To tackle the patterns, let's decipher them: Pattern \( A \) is a decreasing sequence starting at 88, decreasing by 4 each time, while Pattern \( B \) is an increasing sequence starting at 5, increasing by 5 each time. To find out how many numbers appear in both patterns, we can express them mathematically.
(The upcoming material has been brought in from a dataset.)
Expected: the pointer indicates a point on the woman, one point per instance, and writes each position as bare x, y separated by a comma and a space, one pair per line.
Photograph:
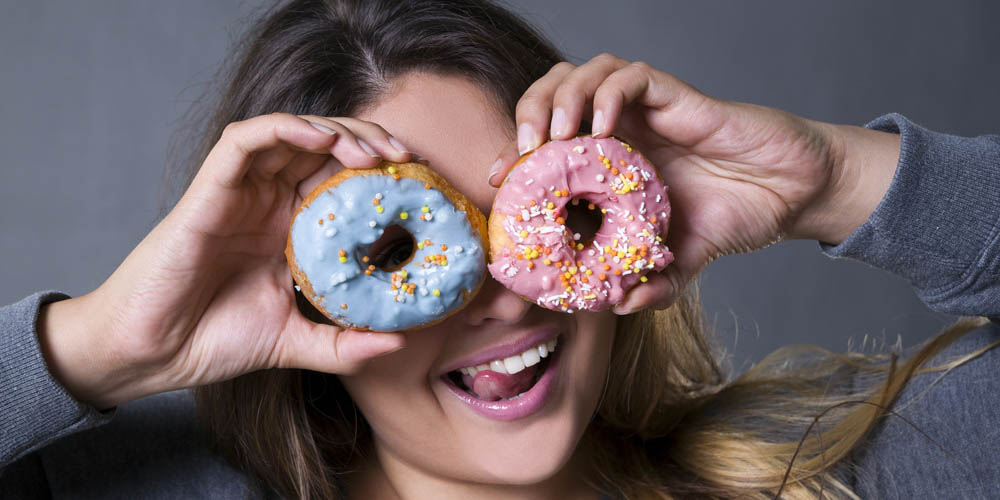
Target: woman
639, 406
Pattern \( A \) can be described by the formula \( A_n = 88 - 4(n - 1) \), landing us on the values 88, 84, 80, and so on until we reach 0. Meanwhile, Pattern \( B \) can be represented as \( B_n = 5n \), giving us values that quickly build up. By calculating, we find that both patterns share the values 80 and 40. So, we have two numbers in common—answer B! The harmony of patterns in mathematics reflects the beauty of sequences in nature. Think Fibonacci in flowers or the decimal system in music! It shows how interconnected all things can be, even numbers!